At one point in my career I thought I knew what performance tuning was… I would have described it as “writing tight code.” (Remember that phrase? “Tight code”?) And if I were to be tasked with fixing performance issues, I would have jumped on my computer, gotten a local copy of the app going, and started hitting pages to find the slow ones, then look at the code for ways to fix the issue. That, however, was before I knew what performance engineering really is.
The problem with that is the fact that no application runs in a vacuum… that’s the whole point of the web. Between your users and your application are myriad other systems: browsers and the hardware that run them, copper, fibre, switches and routers oh my! Even between the local gateway and your application, there is probably a web server, maybe a load balancer, a switch or two and probably some sort of box to hook your 1GB Ethernet backbone up to the real interwebs. Essentially, your application server is an island in the midst of a massive sea of technology, any part of which can involve itself in the performance and reliability of your application. If that weren’t the case, my old methods would work fine… but it ain’t that way.
Meanwhile, one of the burning questions we have to answer is “what is performance?” and its evil twin “what is poor performance?” What do we use to benchmark whether or not an application performs acceptably? That, however, is a pretty easy question to answer: User perception of response times. At least initially. There are other more technical issues to be resolved down the line, but the first sign of trouble is when a user calls the support desk and complains that the login is taking 30 seconds to process.
So, where to start? As I said before, originally I would have started with the code, run the processes being complained about, “tightened up the code”, and pushed it to prod without a great deal more thought. Only later would I start to consider the DB connections, the NIC, switches, etc., but if one of those items is the problem then I just wasted 3 days rewriting a block of code for, what? Nothing. That code performed well enough as it was… and I never solved the problem.
I have heard it said that, by the time you’re ready to fix the problem, you have 99% confidence that you know exactly what it is and it’s true. 1% is a reasonable margin of error… I mean, there’s always going to be times like when you installed the new lightbulb in the basement and flipped the switch but nothing happened. Who thinks to check the fuse panel when a lightbulb goes out? The thing is, that’s a cheap mistake. Spending days implementing a performance fix that misses the mark is not.
So we’re back to process, process, process. And it all starts with user perception. So we hook up JMeter to run a test plan that models real-world usage patterns (and we base those on web server logs, right?) and we do see a performance issue… what does it tell us? Heh, well that depends, doesn’t it?
Yes, I’m about to talk about jmeter again… because it gives you great info: min/max/mean processing times, error rates, etc., all aggregated across as many requests as your test plan made. So if you run a jmeter test plan against the application from the same machine that’s hosting the it, you should be seeing the application in its peak performance capability… your baseline benchmark.

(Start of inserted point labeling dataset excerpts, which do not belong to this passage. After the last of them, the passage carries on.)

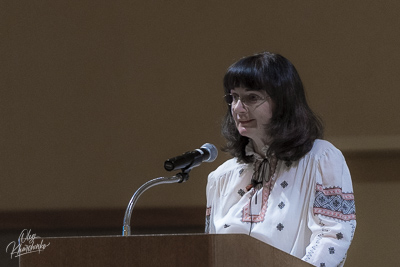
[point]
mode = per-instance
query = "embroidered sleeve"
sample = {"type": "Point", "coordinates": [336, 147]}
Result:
{"type": "Point", "coordinates": [332, 217]}
{"type": "Point", "coordinates": [210, 192]}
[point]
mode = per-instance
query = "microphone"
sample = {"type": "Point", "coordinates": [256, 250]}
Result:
{"type": "Point", "coordinates": [207, 153]}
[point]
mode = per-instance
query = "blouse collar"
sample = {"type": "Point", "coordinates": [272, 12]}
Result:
{"type": "Point", "coordinates": [250, 151]}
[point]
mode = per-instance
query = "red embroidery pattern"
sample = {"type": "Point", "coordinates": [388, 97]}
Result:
{"type": "Point", "coordinates": [208, 211]}
{"type": "Point", "coordinates": [332, 202]}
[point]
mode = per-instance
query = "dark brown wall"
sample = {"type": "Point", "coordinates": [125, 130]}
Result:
{"type": "Point", "coordinates": [95, 95]}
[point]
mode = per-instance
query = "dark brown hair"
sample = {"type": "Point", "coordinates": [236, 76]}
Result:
{"type": "Point", "coordinates": [293, 127]}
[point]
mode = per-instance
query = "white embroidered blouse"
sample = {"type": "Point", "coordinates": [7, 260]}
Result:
{"type": "Point", "coordinates": [306, 210]}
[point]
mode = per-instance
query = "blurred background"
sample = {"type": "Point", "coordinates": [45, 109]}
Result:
{"type": "Point", "coordinates": [96, 95]}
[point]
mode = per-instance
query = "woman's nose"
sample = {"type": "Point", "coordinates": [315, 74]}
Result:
{"type": "Point", "coordinates": [239, 107]}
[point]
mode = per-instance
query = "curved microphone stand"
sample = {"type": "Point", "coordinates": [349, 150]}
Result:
{"type": "Point", "coordinates": [179, 178]}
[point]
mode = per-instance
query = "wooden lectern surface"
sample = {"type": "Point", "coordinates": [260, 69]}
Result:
{"type": "Point", "coordinates": [159, 250]}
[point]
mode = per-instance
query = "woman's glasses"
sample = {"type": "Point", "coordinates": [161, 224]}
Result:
{"type": "Point", "coordinates": [250, 100]}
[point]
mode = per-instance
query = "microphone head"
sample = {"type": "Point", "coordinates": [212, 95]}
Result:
{"type": "Point", "coordinates": [212, 152]}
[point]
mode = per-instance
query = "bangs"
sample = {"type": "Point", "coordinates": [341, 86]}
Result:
{"type": "Point", "coordinates": [246, 74]}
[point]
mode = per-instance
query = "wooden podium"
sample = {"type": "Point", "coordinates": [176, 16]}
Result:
{"type": "Point", "coordinates": [159, 250]}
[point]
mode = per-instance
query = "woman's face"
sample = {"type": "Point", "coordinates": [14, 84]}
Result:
{"type": "Point", "coordinates": [253, 114]}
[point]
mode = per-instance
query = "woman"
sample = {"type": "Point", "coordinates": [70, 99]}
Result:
{"type": "Point", "coordinates": [285, 186]}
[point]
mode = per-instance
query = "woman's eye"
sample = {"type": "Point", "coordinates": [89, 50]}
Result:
{"type": "Point", "coordinates": [253, 98]}
{"type": "Point", "coordinates": [235, 97]}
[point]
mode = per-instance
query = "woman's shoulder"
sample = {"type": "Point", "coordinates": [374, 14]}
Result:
{"type": "Point", "coordinates": [325, 149]}
{"type": "Point", "coordinates": [321, 147]}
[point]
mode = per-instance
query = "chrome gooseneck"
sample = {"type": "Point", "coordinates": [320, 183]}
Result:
{"type": "Point", "coordinates": [186, 162]}
{"type": "Point", "coordinates": [179, 178]}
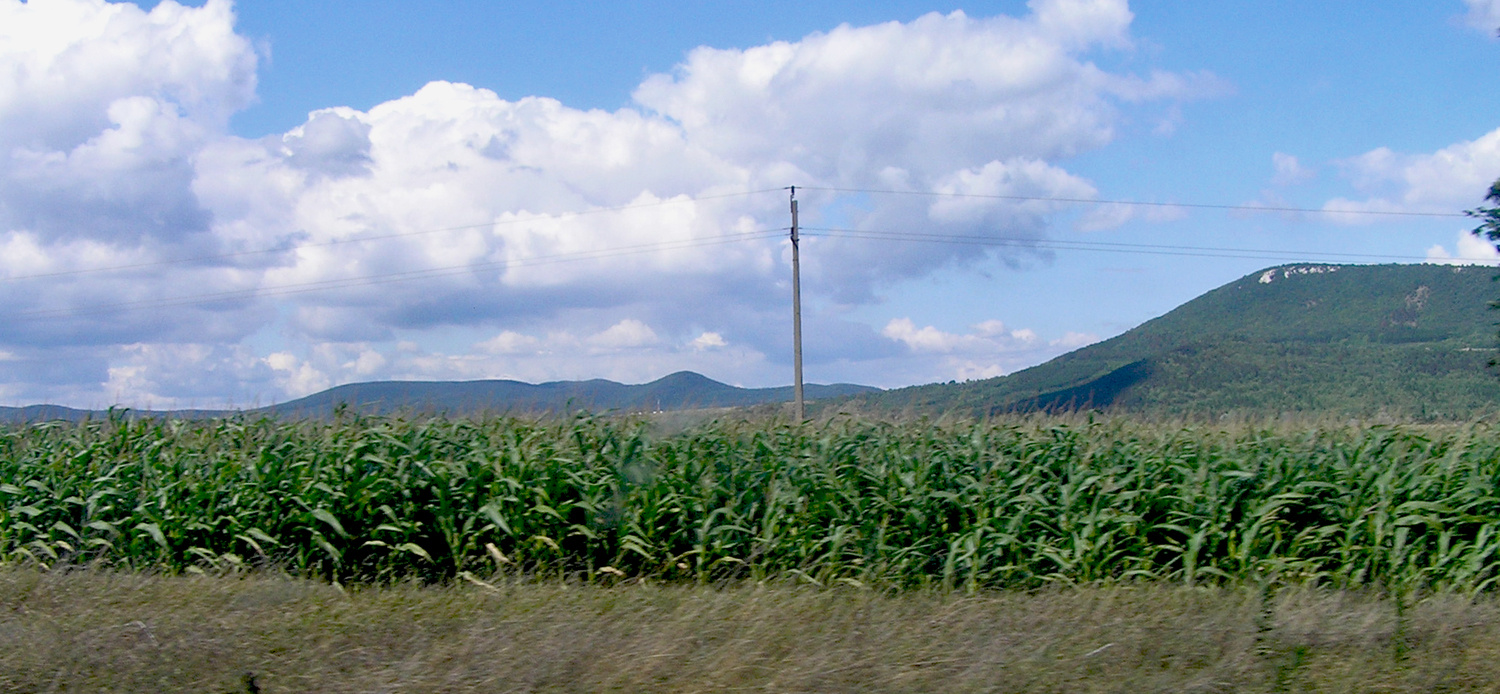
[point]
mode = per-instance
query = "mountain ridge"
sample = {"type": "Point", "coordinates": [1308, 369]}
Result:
{"type": "Point", "coordinates": [674, 391]}
{"type": "Point", "coordinates": [1407, 341]}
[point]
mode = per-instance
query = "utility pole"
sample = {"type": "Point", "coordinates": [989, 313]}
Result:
{"type": "Point", "coordinates": [797, 318]}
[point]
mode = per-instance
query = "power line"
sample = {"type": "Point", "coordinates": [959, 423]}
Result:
{"type": "Point", "coordinates": [380, 237]}
{"type": "Point", "coordinates": [393, 278]}
{"type": "Point", "coordinates": [1103, 246]}
{"type": "Point", "coordinates": [1197, 206]}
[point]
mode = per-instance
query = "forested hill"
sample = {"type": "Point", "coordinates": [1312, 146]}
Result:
{"type": "Point", "coordinates": [681, 390]}
{"type": "Point", "coordinates": [1409, 341]}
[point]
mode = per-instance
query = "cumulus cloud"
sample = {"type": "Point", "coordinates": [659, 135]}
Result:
{"type": "Point", "coordinates": [989, 349]}
{"type": "Point", "coordinates": [1484, 15]}
{"type": "Point", "coordinates": [1451, 179]}
{"type": "Point", "coordinates": [1467, 251]}
{"type": "Point", "coordinates": [1289, 170]}
{"type": "Point", "coordinates": [548, 240]}
{"type": "Point", "coordinates": [1115, 215]}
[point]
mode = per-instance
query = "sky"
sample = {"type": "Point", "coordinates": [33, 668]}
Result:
{"type": "Point", "coordinates": [233, 204]}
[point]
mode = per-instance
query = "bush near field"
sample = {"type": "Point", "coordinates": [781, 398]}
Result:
{"type": "Point", "coordinates": [998, 504]}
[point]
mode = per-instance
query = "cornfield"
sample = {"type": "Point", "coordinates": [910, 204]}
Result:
{"type": "Point", "coordinates": [977, 505]}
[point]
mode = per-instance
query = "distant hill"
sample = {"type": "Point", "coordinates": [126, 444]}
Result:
{"type": "Point", "coordinates": [1407, 341]}
{"type": "Point", "coordinates": [681, 390]}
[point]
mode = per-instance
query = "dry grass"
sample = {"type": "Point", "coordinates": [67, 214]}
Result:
{"type": "Point", "coordinates": [117, 631]}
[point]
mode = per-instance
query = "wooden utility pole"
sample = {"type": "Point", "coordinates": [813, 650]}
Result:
{"type": "Point", "coordinates": [797, 318]}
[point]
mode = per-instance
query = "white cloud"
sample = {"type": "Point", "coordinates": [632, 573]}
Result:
{"type": "Point", "coordinates": [1448, 180]}
{"type": "Point", "coordinates": [1469, 251]}
{"type": "Point", "coordinates": [1115, 215]}
{"type": "Point", "coordinates": [624, 335]}
{"type": "Point", "coordinates": [708, 341]}
{"type": "Point", "coordinates": [1484, 15]}
{"type": "Point", "coordinates": [989, 349]}
{"type": "Point", "coordinates": [438, 218]}
{"type": "Point", "coordinates": [1289, 170]}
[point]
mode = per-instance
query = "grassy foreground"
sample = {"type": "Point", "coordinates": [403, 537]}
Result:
{"type": "Point", "coordinates": [123, 631]}
{"type": "Point", "coordinates": [911, 505]}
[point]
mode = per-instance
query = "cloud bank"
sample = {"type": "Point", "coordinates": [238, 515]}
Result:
{"type": "Point", "coordinates": [149, 257]}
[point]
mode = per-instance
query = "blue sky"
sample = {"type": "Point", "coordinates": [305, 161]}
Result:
{"type": "Point", "coordinates": [216, 203]}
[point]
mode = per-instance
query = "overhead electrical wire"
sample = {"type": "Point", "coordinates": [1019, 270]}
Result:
{"type": "Point", "coordinates": [812, 231]}
{"type": "Point", "coordinates": [1100, 246]}
{"type": "Point", "coordinates": [1133, 203]}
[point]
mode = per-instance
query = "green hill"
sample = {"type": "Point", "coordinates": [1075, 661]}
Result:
{"type": "Point", "coordinates": [681, 390]}
{"type": "Point", "coordinates": [1409, 341]}
{"type": "Point", "coordinates": [675, 391]}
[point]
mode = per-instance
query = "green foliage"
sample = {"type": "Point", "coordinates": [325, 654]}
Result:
{"type": "Point", "coordinates": [1488, 216]}
{"type": "Point", "coordinates": [1007, 504]}
{"type": "Point", "coordinates": [1406, 341]}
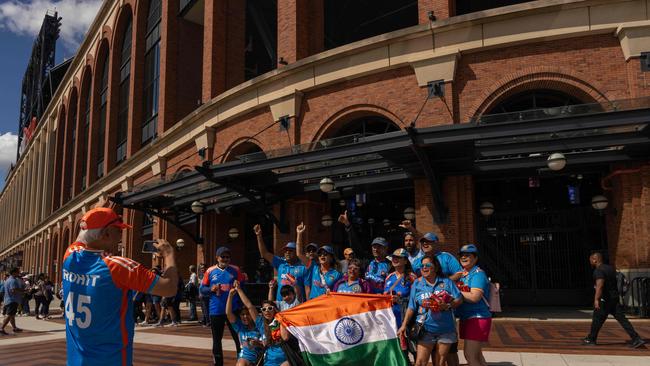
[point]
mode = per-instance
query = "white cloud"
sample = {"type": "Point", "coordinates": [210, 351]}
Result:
{"type": "Point", "coordinates": [8, 146]}
{"type": "Point", "coordinates": [26, 18]}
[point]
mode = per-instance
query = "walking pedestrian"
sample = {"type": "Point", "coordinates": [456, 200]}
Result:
{"type": "Point", "coordinates": [192, 292]}
{"type": "Point", "coordinates": [98, 287]}
{"type": "Point", "coordinates": [14, 291]}
{"type": "Point", "coordinates": [291, 271]}
{"type": "Point", "coordinates": [474, 312]}
{"type": "Point", "coordinates": [432, 298]}
{"type": "Point", "coordinates": [216, 284]}
{"type": "Point", "coordinates": [606, 303]}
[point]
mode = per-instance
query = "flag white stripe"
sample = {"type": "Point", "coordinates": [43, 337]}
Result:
{"type": "Point", "coordinates": [377, 325]}
{"type": "Point", "coordinates": [120, 263]}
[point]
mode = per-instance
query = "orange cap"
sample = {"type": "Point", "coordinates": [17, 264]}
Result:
{"type": "Point", "coordinates": [101, 217]}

It’s often enough to confirm that the application itself is or is not the culprit, but if you don’t see the problem at the server, just move to the next network connection closer to the internet until you’re hooked up to the WIFI at Starbucks. Have some cups of coffee, eat a scone or three or… well, bummer. You found a dying NIC and never made it to Starbucks. At some point you should definitely see a dramatic, unreasonable slowdown and, at the least, narrow the field of potential causes. Personally I think the most critical part, however, is to record findings so that you have real, hard numbers to work with. I’ve actually taken to using a spreadsheet to track the numbers with the added benefit that I can use charts and graphs to demonstrate the issue to stakeholders who often can’t tell a “long-running query” from a crescent wrench. Plus I can run many different sets of benchmarks, recording their results over time, and compare them all based on anything from time of day to season of the year.
Ultimately, though, this is about “reasonable performance”. It takes work to build a performant application delivery system… there’s no sense in building it to serve 10,000,000 hits a day with <20ms response times when it only needs to serve 10,000 requests and response times are allowed to be up to 100ms. Until you can’t do that, you don’t have a problem…. what we’re trying to prevent is a user going to your domain and suffering through long and painful response times and deciding that your website sucks. We need to concern ourselves with the perception that your application is horrendous and should be replaced with a teletype in a small room full of well-trained monkeys, however unfair that may be. Which is why, if you know what you’re doing, a tool like jmeter is really the place to start.
The point is that jmeter has the capacity to place a realistic load on your application, simulating as many users as you need so you can see how your application performs not just under load but from any of several different locations. You can run a tool like jmeter from a remote machine (you can even take your laptop home and use it from a consumer internet connection), from the local machine (to get a baseline of your applications actual performance for comparison with other locations) and from pretty well anywhere in between.
Because the best application in the world running on a broken network is nothing more than a broken application (from the user’s perspective!)… know what I mean?